Given the hike, the table below outlines what South Africans will now be paying on their monthly bonds, based on a 20-year loan.
|Value of the bond||Old monthly cost||New monthly cost||Change|
|R1 000 000||R7 904||R8 056||+R152|
|R1 500 000||R11 856||R12 084||+R228|
|R2 000 000||R15 808||R16 112||+R304|
|R3 000 000||R23 711||R24 168||+R452|
Despite the rate hiking cycle now in effect, it is still the best buyer’s market in decades, supported by bank lending which remains the best in over a decade with higher loan-to-value bonds available and first-time buyers still able to secure 100% bonds, often with a cost allowance on top of that, Seeff said.
“Price growth has been kept flat, largely inflation-linked due to slow economic growth and rising inflation. Buyers can therefore still benefit from well-priced stock in the market.
“That said, the rate hiking-cycle signals some caution for buyers and homeowners to be mindful that we are likely to see further hikes this year and they must build that into their home-ownership plan”.
Sign of recovery
Following the Reserve Bank’s decision to raise its repo rate by 0.25%, FNB said it will lift its prime lending rate by 0.25% with effect from Friday (28 January).

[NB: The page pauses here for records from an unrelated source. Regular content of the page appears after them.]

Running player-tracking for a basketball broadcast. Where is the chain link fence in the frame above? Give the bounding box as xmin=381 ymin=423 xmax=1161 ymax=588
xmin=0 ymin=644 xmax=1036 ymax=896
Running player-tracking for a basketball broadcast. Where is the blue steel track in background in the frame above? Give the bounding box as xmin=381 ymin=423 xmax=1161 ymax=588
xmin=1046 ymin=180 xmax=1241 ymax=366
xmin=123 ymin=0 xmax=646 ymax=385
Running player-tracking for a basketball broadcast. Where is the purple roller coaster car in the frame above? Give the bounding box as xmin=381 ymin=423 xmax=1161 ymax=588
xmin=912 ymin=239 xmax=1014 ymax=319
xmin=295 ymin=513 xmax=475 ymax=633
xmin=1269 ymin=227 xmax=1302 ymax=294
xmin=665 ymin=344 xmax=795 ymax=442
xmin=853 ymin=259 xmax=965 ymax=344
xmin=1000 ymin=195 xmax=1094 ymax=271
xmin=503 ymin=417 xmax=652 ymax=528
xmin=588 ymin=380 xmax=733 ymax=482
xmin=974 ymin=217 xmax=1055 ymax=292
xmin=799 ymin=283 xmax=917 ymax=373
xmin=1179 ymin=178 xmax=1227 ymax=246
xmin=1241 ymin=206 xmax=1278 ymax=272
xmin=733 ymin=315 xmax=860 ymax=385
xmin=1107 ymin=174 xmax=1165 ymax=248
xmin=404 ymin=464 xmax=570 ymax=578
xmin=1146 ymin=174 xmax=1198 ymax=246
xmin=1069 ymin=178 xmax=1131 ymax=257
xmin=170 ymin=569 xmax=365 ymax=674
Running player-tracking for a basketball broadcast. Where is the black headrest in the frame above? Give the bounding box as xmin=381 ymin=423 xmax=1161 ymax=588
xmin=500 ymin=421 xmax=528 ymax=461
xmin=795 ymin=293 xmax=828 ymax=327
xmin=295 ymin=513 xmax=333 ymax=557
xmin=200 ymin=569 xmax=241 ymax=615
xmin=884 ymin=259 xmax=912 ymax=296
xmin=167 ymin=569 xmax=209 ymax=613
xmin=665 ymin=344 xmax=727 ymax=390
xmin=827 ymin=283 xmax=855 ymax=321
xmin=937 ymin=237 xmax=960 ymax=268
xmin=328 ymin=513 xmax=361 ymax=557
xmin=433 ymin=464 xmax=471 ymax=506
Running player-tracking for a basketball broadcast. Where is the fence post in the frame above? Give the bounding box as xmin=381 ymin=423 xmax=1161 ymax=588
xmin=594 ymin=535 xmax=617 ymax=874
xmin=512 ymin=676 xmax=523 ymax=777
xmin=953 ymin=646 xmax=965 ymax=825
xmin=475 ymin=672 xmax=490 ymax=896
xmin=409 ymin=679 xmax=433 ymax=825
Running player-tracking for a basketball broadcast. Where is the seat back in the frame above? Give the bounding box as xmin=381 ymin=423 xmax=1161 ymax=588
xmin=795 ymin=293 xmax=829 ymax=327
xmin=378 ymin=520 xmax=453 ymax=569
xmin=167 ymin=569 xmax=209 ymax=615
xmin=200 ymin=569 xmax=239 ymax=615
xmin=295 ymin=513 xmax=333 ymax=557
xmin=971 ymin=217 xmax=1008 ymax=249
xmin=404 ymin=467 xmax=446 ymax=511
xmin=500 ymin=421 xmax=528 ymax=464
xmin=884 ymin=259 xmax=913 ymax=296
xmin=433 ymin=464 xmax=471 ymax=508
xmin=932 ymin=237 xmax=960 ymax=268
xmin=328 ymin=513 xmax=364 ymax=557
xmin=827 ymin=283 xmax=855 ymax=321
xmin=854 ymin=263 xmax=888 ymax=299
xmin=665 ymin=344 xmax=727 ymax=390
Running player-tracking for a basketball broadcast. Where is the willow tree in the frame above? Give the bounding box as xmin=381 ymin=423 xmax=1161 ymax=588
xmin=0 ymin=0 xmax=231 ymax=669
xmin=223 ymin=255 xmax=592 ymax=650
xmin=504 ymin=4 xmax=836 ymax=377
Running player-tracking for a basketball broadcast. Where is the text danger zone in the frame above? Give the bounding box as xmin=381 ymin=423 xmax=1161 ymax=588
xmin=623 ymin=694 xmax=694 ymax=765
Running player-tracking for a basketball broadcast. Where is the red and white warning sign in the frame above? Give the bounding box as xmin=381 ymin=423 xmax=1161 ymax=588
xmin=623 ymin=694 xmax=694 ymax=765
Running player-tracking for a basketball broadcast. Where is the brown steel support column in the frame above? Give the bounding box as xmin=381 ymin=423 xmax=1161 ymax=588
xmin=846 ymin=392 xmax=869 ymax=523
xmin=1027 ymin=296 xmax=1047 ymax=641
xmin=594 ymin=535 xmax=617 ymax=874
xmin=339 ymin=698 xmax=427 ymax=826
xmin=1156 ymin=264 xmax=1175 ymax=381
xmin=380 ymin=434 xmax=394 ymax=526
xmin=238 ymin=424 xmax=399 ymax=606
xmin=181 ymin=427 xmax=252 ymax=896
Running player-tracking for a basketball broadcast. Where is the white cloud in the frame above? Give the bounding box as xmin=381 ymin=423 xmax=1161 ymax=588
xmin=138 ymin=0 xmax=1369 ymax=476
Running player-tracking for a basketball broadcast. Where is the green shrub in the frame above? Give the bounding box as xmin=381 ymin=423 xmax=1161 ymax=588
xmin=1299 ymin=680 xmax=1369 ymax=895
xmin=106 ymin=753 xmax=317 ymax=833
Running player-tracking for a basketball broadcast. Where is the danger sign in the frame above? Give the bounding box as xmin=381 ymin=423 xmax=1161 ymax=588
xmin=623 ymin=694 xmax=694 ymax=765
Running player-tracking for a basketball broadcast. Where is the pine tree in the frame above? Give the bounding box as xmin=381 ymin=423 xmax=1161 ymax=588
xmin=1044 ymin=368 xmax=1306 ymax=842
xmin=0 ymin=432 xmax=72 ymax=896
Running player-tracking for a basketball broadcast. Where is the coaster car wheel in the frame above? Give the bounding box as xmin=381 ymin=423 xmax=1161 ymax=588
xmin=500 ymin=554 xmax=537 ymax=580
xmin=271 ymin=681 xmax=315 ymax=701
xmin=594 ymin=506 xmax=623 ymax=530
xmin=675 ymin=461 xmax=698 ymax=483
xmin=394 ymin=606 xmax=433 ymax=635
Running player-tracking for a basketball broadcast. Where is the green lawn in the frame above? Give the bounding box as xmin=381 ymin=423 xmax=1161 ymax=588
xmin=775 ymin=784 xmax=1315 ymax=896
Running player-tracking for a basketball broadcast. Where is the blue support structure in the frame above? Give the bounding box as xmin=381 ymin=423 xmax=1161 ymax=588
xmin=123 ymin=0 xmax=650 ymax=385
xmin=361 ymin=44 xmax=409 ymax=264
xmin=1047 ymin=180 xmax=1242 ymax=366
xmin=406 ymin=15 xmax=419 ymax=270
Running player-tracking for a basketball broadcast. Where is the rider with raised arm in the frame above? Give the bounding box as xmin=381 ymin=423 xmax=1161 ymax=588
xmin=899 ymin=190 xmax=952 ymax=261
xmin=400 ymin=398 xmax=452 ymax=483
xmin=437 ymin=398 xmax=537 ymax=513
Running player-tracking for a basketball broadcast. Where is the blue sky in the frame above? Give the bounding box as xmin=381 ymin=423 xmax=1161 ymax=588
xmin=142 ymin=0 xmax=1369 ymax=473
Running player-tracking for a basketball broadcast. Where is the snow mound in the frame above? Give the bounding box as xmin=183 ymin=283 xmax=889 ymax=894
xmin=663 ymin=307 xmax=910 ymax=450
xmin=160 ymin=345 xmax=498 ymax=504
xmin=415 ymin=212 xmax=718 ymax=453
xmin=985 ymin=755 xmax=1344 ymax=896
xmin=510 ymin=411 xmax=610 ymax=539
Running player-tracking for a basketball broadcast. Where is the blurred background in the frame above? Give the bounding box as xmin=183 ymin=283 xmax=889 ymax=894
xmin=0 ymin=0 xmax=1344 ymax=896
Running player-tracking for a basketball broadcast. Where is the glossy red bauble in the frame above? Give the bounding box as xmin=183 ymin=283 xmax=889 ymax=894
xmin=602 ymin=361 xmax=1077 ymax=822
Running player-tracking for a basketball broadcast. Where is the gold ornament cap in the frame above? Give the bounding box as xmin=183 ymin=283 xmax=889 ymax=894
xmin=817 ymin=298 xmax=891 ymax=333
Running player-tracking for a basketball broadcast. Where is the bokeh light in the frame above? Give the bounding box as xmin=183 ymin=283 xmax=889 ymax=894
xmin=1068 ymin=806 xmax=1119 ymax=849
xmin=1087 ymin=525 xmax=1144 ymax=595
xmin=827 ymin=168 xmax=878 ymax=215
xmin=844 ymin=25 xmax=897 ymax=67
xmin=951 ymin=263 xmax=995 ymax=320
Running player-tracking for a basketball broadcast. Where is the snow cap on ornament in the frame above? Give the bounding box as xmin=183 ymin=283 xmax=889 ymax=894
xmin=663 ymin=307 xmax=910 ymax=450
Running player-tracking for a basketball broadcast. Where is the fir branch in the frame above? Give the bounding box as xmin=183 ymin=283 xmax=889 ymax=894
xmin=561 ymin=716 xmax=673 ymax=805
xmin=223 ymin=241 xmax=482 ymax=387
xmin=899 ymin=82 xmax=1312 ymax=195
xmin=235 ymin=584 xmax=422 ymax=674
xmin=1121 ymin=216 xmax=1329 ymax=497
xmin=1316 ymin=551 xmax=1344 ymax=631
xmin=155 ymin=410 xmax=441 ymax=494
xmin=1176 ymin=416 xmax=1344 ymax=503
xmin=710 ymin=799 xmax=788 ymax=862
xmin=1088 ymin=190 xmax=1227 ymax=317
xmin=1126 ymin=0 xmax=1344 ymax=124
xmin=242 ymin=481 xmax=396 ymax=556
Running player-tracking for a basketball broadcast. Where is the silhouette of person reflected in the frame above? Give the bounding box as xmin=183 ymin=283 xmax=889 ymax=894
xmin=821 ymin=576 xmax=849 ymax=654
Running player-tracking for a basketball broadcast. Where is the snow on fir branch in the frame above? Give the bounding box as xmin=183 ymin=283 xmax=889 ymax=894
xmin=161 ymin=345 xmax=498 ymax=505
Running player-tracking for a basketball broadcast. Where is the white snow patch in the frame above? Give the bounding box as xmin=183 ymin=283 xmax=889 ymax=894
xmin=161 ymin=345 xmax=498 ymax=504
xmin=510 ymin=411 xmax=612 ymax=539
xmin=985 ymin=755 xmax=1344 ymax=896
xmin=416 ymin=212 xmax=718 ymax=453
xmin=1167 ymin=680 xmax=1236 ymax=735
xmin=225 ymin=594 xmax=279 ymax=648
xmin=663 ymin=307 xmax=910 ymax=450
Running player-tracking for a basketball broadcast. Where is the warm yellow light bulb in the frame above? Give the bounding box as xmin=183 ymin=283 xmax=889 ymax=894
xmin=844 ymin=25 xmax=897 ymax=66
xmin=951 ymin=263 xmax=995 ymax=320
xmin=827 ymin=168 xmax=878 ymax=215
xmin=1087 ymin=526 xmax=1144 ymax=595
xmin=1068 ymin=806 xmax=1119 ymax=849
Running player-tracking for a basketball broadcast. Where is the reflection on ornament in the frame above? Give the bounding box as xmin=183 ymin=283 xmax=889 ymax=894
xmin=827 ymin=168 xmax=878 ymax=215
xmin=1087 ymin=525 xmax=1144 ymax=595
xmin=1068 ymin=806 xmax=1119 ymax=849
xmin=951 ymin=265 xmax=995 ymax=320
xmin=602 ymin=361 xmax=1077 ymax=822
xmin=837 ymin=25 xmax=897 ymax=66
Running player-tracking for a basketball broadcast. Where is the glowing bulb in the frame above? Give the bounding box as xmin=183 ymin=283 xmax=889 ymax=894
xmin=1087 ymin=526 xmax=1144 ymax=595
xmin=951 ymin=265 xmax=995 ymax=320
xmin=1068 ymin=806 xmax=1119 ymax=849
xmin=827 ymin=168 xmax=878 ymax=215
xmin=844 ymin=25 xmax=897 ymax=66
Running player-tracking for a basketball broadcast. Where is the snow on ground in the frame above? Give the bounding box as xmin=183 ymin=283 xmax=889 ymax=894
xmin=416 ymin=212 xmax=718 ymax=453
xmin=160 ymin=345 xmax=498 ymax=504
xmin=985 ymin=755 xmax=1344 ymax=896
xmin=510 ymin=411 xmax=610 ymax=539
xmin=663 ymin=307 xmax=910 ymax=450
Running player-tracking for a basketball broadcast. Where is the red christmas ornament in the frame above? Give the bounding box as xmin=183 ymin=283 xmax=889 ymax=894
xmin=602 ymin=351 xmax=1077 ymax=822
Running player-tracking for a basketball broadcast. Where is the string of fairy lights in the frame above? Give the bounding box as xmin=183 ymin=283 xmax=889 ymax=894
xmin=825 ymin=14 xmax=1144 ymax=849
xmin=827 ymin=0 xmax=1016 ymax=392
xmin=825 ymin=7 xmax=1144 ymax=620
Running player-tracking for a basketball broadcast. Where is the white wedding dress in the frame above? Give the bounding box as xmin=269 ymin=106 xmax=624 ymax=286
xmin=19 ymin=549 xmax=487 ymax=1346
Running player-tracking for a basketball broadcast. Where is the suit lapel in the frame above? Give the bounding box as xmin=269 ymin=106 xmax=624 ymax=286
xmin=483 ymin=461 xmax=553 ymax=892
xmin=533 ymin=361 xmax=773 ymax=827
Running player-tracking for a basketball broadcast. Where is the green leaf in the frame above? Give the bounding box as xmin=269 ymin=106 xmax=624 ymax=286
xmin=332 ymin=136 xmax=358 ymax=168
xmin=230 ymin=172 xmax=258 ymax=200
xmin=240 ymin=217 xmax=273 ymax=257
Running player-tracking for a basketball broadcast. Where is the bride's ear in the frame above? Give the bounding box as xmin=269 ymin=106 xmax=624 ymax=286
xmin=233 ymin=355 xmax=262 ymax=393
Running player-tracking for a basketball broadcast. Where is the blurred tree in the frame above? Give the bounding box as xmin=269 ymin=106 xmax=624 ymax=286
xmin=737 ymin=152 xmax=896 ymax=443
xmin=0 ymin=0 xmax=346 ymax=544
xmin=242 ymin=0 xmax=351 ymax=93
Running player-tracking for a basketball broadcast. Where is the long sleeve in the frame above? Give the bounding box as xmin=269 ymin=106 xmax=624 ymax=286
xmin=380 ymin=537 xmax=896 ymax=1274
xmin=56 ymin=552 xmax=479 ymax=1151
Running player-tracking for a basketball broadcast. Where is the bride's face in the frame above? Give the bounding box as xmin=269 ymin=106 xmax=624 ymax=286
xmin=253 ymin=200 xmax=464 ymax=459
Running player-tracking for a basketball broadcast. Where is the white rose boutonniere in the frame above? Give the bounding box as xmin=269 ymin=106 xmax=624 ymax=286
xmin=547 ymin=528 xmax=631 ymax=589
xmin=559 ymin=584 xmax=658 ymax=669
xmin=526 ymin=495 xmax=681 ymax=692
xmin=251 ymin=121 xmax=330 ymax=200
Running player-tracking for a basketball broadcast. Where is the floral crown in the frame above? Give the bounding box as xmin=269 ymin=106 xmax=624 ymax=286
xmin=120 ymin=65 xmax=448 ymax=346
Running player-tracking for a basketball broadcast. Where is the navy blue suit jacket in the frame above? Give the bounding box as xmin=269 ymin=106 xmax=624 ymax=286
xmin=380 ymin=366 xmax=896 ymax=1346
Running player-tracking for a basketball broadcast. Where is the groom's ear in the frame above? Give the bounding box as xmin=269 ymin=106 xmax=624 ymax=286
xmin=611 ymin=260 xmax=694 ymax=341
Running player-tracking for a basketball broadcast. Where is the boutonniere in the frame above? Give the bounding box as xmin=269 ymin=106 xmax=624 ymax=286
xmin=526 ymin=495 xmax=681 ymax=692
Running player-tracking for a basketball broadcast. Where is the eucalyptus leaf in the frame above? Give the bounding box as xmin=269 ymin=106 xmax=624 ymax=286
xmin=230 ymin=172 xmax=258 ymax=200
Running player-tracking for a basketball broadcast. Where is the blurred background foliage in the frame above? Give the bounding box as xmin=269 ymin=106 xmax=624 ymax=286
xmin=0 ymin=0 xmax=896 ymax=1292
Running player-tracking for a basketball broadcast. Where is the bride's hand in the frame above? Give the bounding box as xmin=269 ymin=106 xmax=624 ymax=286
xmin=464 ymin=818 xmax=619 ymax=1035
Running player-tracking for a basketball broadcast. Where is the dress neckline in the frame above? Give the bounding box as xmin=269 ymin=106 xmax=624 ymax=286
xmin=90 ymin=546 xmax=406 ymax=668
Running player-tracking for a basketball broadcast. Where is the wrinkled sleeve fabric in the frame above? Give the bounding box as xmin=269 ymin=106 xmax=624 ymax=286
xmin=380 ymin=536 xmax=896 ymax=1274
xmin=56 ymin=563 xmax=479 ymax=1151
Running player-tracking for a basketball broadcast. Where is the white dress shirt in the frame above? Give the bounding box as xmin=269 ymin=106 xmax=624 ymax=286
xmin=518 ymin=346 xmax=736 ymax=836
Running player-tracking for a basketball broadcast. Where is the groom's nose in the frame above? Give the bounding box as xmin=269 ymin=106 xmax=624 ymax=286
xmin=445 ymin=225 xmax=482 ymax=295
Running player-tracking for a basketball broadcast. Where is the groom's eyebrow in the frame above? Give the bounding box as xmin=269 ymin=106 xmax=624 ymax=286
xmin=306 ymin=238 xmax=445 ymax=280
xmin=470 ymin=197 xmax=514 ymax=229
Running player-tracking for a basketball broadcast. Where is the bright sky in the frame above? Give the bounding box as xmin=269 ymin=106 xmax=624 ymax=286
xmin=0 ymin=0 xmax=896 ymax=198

“The SARB’s decision to adjust rates is a sign of recovery in the underlying economic activity. The mitigation of inflationary pressure by normalising interest rates provides South Africa with a path to transition from the emergency measures implemented over the last two years,” said chief executive Jacques Celliers.
“Furthermore, normal operating conditions will be conducive to broad-based economic recovery that will also benefit sectors that are disproportionately impacted by the pandemic. Our country needs to take deliberate steps towards full recovery after two years of remarkable resilience. We’re certainly encouraged by the enthusiasm of our retail and commercial clients to unlock growth opportunities.”